2 ") (step S4). This decision may be made based on, for example, detecting a particular reaction made by the rider, such as manually actuating the brakes and/or changing the steering angle. If the rider has identified a critical traffic condition, no further action is necessary (step S5).

However, if the rider does not recognize a critical traffic situation, a further decision must be made regarding the manner and/or extent of causing an acceleration change on the motorcycle 1 ('3"). Wherein the above condition A, B, C may be distinguished based on continuously or repeatedly measuring the current tilt angle of the motorcycle.

In condition a, i.e. when it is detected that the current tilt angle is smaller than a predetermined first tilt angle value, e.g. 15 °, action a ("aA") is initiated (step S7). In such action a, the front wheel brake 9 is actuated to cause an acceleration change on the motorcycle 1. Alternatively, additional measures may be additionally applied, such as actuating the rear wheel brake 13, reducing the acceleration torque generated by the engine 5, and/or shifting the automatic transmission 7 to a lower gear.

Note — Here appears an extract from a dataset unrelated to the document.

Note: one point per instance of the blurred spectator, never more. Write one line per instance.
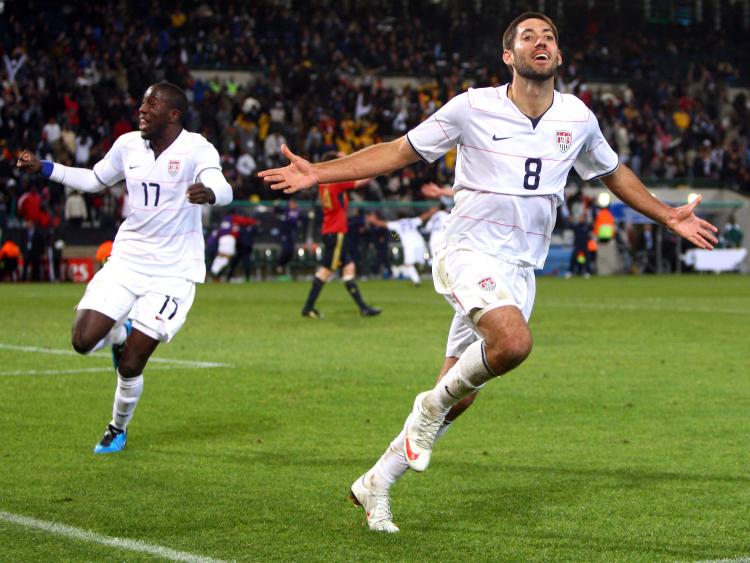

In condition B, i.e. when it is detected that the current tilt angle is greater than the first tilt angle value but less than a predetermined second tilt angle value, e.g. 30 °, an action B ("aB") is initiated (step S8). In such action B, the front wheel brake 9 is not actuated. But only the rear wheel brake 13 is actuated to cause an acceleration change on the motorcycle 1. Optionally, further measures may be additionally applied, such as reducing the acceleration torque generated by the engine 5 and/or shifting the automatic transmission 7 to a lower gear.

In condition C, i.e. when the current inclination angle is greater than the predetermined second inclination angle value, no action ("na") is taken (step 9), i.e. any acceleration change is inhibited from being caused.